# Medical Insurance Cost Prediction Analysis

- Author : Ibrahim
- Date : 09 January 2026
- Tools : Python (Variables, Control Flow)
- Data Source : [Medical Cost Personal Datasets (Kaggle)](https://www.kaggle.com/mirichoi0218/insurance)

### Project Background
The objective of this analysis is to quantify the impact of individual health metrics—specifically age, gender, BMI, and smoking status—on projected medical insurance costs. By utilizing a predictive cost formula derived from historical data, we perform sensitivity analysis to determine which factors contribute most significantly to premium increases.

## 1. Initial Data Setup

Defining the baseline patient parameters for analysis.
Baseline Profile :
- Age: 28
- Sex: Female (0)
- BMI: 26.2
- Children: 3
- Smoker: Non-smoker (0)

In [1]:
age = 28
sex = 0
bmi = 26.2
num_of_children = 3
smoker = 0

## 2. Cost Estimation Model
Implementing the insurance cost formula to calculate the baseline premium.

   $$
   \begin{aligned}
   insurance\_cost = 250*age - 128*sex \\
   + 370*bmi + 425*num\_of\_children \\
   + 24000*smoker - 12500 \\
   \end{aligned}
   $$

In [2]:
insurance_cost = 250 * age - 128 * sex + 370 * bmi + 425 * num_of_children + 24000 * smoker - 12500

In [3]:
print ("This person's insurance cost is " + str(insurance_cost) + " dollars. ")

This person's insurance cost is 5469.0 dollars. 


## 3. Sensitivity Analysis: Age Factor
Analyzing the financial impact of increasing the patient's age by 4 years, assuming all other health metrics remain constant.

In [4]:
age += 4

In [5]:
new_insurance_cost = 250 * age - 128 * sex + 370 * bmi + 425 * num_of_children + 24000 * smoker - 12500

In [6]:
change_in_insurance_cost = new_insurance_cost - insurance_cost

In [7]:
print ("The change in cost of insurance after increasing the age by 4 years is " + str(change_in_insurance_cost) + " dollars.")

The change in cost of insurance after increasing the age by 4 years is 1000.0 dollars.


## 4. Sensitivity Analysis: BMI Factor
Calculating the change in insurance cost resulting from a 3.1 point increase in Body Mass Index (BMI).

In [8]:
age = 28
bmi += 3.1

In [9]:
new_insurance_cost = 250 * age - 128 * sex + 370 * bmi + 425 * num_of_children + 24000 * smoker - 12500 

In [10]:
change_in_insurance_cost = new_insurance_cost - insurance_cost

In [11]:
print ("The change in estimated cost after increasing BMI by 3.1 is " + str(change_in_insurance_cost) + " dollars.")
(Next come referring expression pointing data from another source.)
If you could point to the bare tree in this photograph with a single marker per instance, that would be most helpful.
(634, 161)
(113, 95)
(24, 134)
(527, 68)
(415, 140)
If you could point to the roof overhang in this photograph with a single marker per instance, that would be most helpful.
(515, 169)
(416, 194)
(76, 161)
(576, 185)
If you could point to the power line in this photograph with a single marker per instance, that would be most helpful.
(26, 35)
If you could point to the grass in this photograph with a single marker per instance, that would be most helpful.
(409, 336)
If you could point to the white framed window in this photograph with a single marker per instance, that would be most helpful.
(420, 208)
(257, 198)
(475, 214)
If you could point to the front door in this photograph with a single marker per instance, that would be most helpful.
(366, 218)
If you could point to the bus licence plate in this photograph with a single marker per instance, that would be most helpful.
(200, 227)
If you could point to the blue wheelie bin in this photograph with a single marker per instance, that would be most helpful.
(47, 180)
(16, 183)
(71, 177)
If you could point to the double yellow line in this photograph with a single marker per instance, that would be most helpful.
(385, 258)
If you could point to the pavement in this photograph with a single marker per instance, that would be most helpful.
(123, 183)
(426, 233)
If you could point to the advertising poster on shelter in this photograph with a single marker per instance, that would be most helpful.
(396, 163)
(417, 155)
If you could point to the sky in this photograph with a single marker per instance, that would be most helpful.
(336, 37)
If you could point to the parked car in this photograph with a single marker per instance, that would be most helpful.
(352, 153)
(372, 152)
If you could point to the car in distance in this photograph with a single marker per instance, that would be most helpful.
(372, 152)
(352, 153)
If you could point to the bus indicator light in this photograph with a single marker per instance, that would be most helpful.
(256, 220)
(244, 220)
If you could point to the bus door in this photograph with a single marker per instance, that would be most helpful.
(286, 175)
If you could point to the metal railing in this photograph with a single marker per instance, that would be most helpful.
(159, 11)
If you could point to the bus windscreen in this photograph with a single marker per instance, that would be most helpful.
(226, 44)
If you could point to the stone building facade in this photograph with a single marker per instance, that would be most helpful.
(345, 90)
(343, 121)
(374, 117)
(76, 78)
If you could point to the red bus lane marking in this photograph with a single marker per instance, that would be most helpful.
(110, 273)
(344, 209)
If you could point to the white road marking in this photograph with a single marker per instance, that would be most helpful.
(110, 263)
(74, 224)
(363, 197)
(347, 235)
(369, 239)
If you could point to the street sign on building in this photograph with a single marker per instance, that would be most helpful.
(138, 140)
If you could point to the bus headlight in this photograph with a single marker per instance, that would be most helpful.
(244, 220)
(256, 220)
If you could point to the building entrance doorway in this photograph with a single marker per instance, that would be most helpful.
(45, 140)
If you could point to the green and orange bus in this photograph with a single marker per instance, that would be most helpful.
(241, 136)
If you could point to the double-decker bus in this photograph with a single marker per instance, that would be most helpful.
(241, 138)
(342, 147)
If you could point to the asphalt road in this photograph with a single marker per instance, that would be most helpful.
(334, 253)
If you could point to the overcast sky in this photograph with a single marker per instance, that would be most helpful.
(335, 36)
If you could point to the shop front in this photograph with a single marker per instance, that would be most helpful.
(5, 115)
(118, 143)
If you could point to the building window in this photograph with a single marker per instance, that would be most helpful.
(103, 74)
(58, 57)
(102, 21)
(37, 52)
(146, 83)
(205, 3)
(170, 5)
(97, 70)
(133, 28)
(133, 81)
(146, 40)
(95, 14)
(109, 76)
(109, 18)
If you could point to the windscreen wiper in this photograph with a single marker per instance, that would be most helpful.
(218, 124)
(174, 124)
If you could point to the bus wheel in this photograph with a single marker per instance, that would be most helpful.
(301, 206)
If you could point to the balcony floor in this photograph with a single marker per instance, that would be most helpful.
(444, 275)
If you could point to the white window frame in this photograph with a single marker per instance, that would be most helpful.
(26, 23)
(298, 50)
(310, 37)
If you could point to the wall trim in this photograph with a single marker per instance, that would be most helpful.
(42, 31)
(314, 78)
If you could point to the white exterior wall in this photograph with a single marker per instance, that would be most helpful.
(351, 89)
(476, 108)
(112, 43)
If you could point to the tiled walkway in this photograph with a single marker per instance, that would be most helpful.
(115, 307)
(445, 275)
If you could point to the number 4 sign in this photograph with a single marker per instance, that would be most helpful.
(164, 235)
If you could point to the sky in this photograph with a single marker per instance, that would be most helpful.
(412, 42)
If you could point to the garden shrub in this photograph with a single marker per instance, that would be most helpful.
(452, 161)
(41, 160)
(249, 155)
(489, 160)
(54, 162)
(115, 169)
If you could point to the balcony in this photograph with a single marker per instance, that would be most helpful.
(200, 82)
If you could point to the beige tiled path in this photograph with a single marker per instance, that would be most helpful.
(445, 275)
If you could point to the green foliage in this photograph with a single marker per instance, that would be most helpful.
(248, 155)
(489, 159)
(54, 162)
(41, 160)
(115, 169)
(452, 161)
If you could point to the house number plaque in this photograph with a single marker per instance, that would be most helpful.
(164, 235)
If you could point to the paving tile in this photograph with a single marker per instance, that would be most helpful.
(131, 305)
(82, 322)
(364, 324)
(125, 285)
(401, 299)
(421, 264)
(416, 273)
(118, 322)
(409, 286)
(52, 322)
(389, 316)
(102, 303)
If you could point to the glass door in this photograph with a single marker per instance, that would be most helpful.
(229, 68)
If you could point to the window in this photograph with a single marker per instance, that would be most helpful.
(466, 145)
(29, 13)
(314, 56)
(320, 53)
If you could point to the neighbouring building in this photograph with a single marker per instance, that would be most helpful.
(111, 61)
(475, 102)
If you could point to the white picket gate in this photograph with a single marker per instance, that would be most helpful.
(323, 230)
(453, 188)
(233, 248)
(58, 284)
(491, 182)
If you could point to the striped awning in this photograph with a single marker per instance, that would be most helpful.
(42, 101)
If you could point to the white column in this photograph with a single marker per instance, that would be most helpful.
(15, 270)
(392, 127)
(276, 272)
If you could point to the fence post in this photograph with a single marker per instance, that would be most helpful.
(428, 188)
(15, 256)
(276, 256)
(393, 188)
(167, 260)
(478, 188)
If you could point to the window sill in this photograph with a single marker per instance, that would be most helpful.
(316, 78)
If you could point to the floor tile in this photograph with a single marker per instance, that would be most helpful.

The change in estimated cost after increasing BMI by 3.1 is 1147.0 dollars.


## 5. Gender Impact Analysis
Comparing the estimated insurance premium for a Male patient vs a Female patient with identical profiles.

In [12]:
bmi = 26.2
sex = 1

In [13]:
new_insurance_cost = 250 * age - 128 * sex + 370 * bmi + 425 * num_of_children + 24000 * smoker - 12500

Observation on Gender
The analysis reveals a decrease in cost when the gender variable is switched to Male. This suggests that, within this specific formula/dataset, men tend to have lower baseline medical costs compared to women with the same parameters.

In [14]:
change_in_insurance_cost = new_insurance_cost - insurance_cost

In [15]:

print("Cost difference when factor is Male instead of Female is " + str(change_in_insurance_cost) + " dollars.")

Cost difference when factor is Male instead of Female is -128.0 dollars.


# Conclusion
Based on the sensitivity analysis, we found that:
1. Age is a significant driver of cost; getting older directly increases premiums.
2. BMI has a strong positive correlation with cost.
3. Gender factors indicate lower premiums for males in this specific model.

Future recommendation: Further analysis is needed to quantify the impact of smoking status, which carries the highest coefficient in the formula.